4. Age of Empires II: Definitive Edition
Not a king simulator in the CK3 sense, but you’re building a civilization from a handful of villagers to a sprawling empire. The Definitive Edition added enough campaigns and quality-of-life improvements to make it the definitive (sorry) way to play. Each campaign tells the story of a historical ruler, and the production and military decisions you make feel like the choices a monarch would face.

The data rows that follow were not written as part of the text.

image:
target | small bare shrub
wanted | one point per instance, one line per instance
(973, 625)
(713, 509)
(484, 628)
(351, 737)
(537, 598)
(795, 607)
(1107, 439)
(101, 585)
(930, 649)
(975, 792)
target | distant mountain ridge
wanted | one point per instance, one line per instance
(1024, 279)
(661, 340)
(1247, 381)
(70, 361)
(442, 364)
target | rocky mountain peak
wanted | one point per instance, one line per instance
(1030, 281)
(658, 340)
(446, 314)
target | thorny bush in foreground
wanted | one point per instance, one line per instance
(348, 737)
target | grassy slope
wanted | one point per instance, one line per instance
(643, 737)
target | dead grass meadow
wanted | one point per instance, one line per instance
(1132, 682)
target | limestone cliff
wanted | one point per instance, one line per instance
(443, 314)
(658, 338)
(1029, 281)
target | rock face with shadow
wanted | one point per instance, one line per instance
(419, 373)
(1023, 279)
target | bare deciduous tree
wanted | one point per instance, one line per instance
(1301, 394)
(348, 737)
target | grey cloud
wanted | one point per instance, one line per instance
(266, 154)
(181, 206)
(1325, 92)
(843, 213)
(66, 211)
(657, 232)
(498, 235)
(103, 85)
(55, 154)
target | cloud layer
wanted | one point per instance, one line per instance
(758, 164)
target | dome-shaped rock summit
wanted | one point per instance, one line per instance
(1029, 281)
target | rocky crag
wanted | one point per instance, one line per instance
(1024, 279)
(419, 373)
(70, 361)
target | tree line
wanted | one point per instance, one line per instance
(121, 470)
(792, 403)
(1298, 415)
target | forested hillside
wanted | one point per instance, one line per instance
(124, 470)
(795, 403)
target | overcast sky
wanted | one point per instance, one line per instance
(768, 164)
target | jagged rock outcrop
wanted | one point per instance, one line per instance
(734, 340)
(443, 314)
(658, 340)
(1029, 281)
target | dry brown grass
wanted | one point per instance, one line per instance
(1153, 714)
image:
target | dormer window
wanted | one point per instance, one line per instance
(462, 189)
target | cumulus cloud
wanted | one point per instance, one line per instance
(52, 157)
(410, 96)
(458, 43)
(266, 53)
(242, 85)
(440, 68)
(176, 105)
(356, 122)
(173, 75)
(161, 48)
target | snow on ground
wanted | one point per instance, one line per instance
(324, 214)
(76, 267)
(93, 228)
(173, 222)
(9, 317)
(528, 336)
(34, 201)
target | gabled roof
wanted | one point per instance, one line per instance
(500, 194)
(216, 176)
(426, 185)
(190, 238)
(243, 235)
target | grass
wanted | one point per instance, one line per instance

5. The Witcher 3: Blood and Wine
Not the whole game — the base game is about being a monster hunter. But the Blood and Wine expansion gives Geralt a vineyard estate and effectively makes him a minor lord in Toussaint. It’s a smaller-scale version of the king fantasy: managing the estate, making decisions about the region, and dealing with the political mess that comes with land ownership. It’s also the most beautiful version of this fantasy, because Toussaint is gorgeous.
6. Frostpunk
You’re not a traditional king — you’re the leader of the last city on a frozen earth. But the decisions are the same: who eats, who freezes, who works, who rests. Frostpunk forces you into moral compromises that would make any medieval king wince. Child labor or starvation? Public executions or societal collapse? The game doesn’t judge you — it just shows you the consequences.
7. Kingdom: Two Crowns
A minimalist take on ruling. You ride left and right on a 2D plane, dropping coins to recruit subjects, build walls, and expand your kingdom. The simplicity is deceptive — managing resources, timing expansions, and defending against the Greed at night requires genuine strategy. Two Crowns adds co-op, so you can rule with a friend. It’s the most relaxing game on this list, which is odd for a game about monarchs.
8. Civilization VI
Play as any historical leader from Cleopatra to Gilgamesh. Civ VI isn’t trying to simulate the personal drama of ruling — it’s about the grand sweep of building an empire across millennia. The king fantasy here is strategic: where to settle, what to research, when to go to war, and how to win without firing a shot. The Gathering Storm expansion adds climate change, making it one of the few games where your industrial revolution can literally drown your coastal cities.
9. Dwarf Fortress
You don’t play as a king exactly — you manage a fortress of dwarves who will die in increasingly creative ways if you let them. But the level of control you have over every aspect of your fortress, from individual dwarf moods to military tactics to economic production, gives you more kingly power than most games on this list. The Steam version finally makes it playable without a degree in ASCII interpretation.
10. Fable III
The second half of Fable III is entirely about being king. You make promises as a rebel, then discover that keeping them might bankrupt the kingdom before the invasion arrives. The choice between being a beloved ruler who can’t afford an army and a hated tyrant who saves everyone’s lives is the game’s core tension. It’s not deep, but it’s one of the few RPGs that makes ruling feel like a series of trade-offs rather than a power fantasy.